Lush nature for the explorer, vibrant culture for the history buff and top-class clubs for the party animals. Choose one that suits you best or sample a bit of everything to your heart’s content. When it comes to things to do, Majorca does not fail to deliver….Then again, if you simply want to sit back and relax – you will hardly find a better place to do so either.
Places to visit: Palma
Get your cultural fix – you might be surprised but Majorca offers a lot more than just sandy shores. Visit the gorgeous Catedral in the capital, Palma: an absolutely massive structure and the city’s major architectural landmark, this is a truly mesmerising sight to behold. Head inside and you are going to be in for a treat once more for the interior is equally as gorgeous. Small wonder: after all it was designed by Antoni Gaudí and contemporary artist Miquel Barceló.
However, there is a lot more to Palma than its magnificent Gothic cathedral – from Old Palma’s picturesque narrow streets to the stunning views of the sparkling Mediterranean, this is an absolutely gorgeous capital. Truth is, getting to know the city is incredibly easy thanks to its compact size making it very easy to explore on foot. The old quarter, for instance, with all its little cafes, shops and charming buildings is right next to the Palma Catedral. Plenty of bars and restaurants can also be found within a walking distance making sightseeing here all the easier, all the more pleasant.
If you are into your Gothic architecture then there is one more impressive structure to visit before you leave Palma.
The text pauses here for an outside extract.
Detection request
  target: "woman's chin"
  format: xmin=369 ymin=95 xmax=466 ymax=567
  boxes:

The Bellver castle is located only 3km from the centre of the city and is also the seat for the city’s History Museum. Built in the 14th century for King James II of Majorca, today the castle is one of the main tourist attractions in the area.
Impressive art scene
Get lost in the medieval world of Old Palma, soak up the sunrays as you sip on a cocktail in a trendy bar along the beach, and shop to your heart’s content. Palma is trendy, sunny and even artistic. The art galleries are an absolute must-visit showcasing masterpieces from world-renowned artists such as Joan Miró and Pablo Picasso: for your fix of modern and contemporary art head to Es Baluard, one of the most important Spanish museums. Then there is the Museu Fundació Juan March boasting a permanent collection of seventy works by the most important Spanish vanguard artists of the twentieth century, including the likes of Picasso, Miró, Juan Gris and Salvador Dalí.
Things to do
Naturally, Majorca is a lot more than just Palma. The largest of the Balearic Islands is an absolutely stunning natural beauty that needs to be explored. So, spend some time hiking in Serra de Tramuntana: a mountain range in the west of Majorca that is also a World Heritage Site due to the extraordinary techniques used to develop agriculture on its steep slopes over the centuries. Cycling here is also particularly popular and makes for quiet the experience: a must for anyone who wants some extra excitement from their time in Majorca, not just the perfect tan.
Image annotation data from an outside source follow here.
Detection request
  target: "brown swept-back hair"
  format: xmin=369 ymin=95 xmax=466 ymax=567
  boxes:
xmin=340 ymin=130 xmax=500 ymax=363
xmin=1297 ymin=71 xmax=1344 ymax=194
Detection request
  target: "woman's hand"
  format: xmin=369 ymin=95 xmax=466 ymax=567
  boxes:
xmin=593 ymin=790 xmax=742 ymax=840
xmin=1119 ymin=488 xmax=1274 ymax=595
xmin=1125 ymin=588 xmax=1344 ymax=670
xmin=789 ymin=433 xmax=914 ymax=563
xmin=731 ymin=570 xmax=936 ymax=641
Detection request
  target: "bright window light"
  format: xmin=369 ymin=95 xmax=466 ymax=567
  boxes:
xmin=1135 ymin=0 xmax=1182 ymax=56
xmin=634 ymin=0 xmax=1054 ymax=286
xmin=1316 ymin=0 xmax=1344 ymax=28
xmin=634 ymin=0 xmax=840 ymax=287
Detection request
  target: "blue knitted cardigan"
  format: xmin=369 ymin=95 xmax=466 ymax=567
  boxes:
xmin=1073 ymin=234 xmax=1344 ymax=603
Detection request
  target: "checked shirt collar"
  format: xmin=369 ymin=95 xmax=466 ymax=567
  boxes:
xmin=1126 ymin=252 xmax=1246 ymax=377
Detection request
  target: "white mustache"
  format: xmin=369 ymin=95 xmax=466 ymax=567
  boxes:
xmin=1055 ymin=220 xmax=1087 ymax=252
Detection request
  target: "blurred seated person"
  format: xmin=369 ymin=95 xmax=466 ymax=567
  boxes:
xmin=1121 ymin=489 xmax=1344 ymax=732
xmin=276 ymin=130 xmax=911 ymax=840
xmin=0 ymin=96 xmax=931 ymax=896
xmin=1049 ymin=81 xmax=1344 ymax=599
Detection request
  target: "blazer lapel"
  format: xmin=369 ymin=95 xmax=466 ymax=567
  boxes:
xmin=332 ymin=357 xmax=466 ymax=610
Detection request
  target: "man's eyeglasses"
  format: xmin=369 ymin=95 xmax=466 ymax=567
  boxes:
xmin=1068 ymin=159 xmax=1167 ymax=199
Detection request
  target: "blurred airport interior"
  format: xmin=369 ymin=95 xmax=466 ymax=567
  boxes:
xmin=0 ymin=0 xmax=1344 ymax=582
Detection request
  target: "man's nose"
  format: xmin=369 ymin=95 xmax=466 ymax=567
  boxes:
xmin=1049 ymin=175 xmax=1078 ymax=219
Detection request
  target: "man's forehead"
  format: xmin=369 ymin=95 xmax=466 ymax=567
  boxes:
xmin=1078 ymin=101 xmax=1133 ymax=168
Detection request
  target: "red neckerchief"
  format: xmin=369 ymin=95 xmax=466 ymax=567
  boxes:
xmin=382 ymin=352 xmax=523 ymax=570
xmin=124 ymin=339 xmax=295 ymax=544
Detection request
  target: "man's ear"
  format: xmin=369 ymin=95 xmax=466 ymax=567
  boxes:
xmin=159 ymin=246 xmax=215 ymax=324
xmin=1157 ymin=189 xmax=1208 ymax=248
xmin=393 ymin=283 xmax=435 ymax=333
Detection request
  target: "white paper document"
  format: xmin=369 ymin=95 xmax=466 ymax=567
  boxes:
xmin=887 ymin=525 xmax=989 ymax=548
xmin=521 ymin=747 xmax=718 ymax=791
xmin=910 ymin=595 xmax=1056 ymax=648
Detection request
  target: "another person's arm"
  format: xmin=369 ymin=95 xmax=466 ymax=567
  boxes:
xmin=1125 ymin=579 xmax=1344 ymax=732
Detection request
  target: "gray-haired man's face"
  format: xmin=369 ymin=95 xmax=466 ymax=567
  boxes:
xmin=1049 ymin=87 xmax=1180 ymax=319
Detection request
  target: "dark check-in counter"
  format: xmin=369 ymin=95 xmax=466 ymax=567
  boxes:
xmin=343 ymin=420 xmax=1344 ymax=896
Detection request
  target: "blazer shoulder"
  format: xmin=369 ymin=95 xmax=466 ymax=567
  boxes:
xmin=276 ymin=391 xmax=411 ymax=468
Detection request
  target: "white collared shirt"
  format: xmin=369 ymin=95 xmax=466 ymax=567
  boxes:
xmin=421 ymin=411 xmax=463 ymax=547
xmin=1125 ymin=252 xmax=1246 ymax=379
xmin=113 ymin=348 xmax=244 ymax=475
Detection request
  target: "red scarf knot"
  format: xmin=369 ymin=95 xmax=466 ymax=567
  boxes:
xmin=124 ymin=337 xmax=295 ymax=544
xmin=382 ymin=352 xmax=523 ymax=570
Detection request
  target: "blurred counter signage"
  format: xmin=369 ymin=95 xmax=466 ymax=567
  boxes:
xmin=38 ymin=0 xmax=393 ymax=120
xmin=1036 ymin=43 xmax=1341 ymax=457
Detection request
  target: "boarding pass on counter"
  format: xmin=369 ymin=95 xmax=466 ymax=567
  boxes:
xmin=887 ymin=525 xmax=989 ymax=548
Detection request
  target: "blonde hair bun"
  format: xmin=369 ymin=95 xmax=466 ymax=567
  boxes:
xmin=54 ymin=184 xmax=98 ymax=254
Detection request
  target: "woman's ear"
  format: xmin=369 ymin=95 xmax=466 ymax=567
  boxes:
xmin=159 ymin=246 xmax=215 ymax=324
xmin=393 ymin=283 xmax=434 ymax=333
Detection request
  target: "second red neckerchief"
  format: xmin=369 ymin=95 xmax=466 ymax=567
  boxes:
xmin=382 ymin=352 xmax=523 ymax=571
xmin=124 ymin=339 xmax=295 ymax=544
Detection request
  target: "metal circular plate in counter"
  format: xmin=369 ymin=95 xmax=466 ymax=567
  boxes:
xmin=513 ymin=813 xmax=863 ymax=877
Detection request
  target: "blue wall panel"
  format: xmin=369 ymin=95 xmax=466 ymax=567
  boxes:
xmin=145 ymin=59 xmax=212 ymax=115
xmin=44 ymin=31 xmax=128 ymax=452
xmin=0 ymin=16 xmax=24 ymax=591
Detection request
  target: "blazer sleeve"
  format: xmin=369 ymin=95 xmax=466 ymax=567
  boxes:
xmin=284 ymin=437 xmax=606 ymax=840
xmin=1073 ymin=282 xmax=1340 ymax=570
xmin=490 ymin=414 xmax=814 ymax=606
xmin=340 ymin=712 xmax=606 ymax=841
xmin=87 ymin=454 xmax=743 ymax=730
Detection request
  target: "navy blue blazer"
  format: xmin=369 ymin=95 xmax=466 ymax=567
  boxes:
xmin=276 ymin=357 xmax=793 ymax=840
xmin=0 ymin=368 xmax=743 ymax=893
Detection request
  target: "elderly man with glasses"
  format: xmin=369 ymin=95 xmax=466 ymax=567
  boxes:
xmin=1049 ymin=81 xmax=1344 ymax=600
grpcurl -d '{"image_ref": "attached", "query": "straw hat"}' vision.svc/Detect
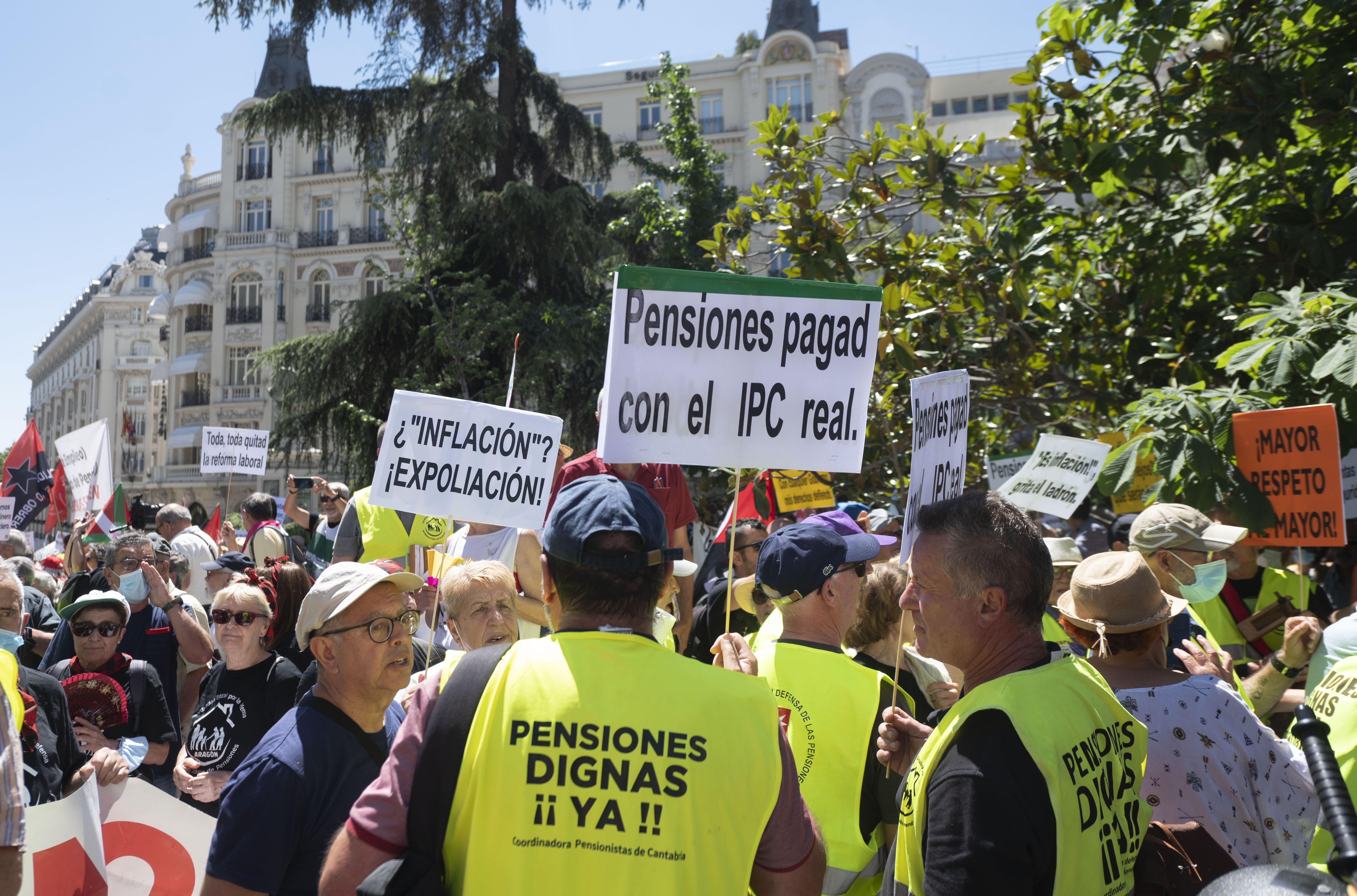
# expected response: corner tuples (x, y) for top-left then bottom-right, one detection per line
(1056, 551), (1187, 657)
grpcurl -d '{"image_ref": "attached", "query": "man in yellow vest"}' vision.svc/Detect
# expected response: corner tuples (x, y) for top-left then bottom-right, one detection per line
(1130, 504), (1320, 715)
(755, 523), (915, 896)
(877, 491), (1151, 896)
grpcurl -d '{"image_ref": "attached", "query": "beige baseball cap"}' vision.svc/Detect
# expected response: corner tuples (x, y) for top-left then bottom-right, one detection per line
(297, 562), (425, 650)
(1130, 504), (1248, 554)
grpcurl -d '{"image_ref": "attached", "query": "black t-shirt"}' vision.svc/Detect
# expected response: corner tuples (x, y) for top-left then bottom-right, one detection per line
(179, 653), (301, 816)
(19, 666), (85, 806)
However, the perfect tan is pretty important too. With 300 days of sunshine per year there is hardly a wrong time to visit so get going and buy all the sunscreen you can get. Generally any time between May and October is great for a sunny beach getaway to Majorca. From long stretches of fine sands to secluded coves perfect for some snorkelling, the island should do just fine when it comes to lazy beach relaxation…
Nature lovers should also consider visiting early in the year – February is not great for beach but is perfect if you want to have a long romantic stroll under the beautiful almond trees. Discover the small, picturesque villages scattered all over the island and sample the delicious local cuisine.
Finally, do not forget that Majorca is Spanish and as such you can still get your fair share of great wine here. Visit some of the lovely wineries located in the centre of the island and sample the delicious wines here. There are three main wine producing areas so choose one of them: Binissalem (central), Pla & Llevant (central & eastern Mallorca), and around the Tramuntana Mountain range. Wine making is a big part of Majorcan culture so visiting those regions will help you get to know the island even better. So, book a tour and enjoy a day filled with culture…and loads of wine.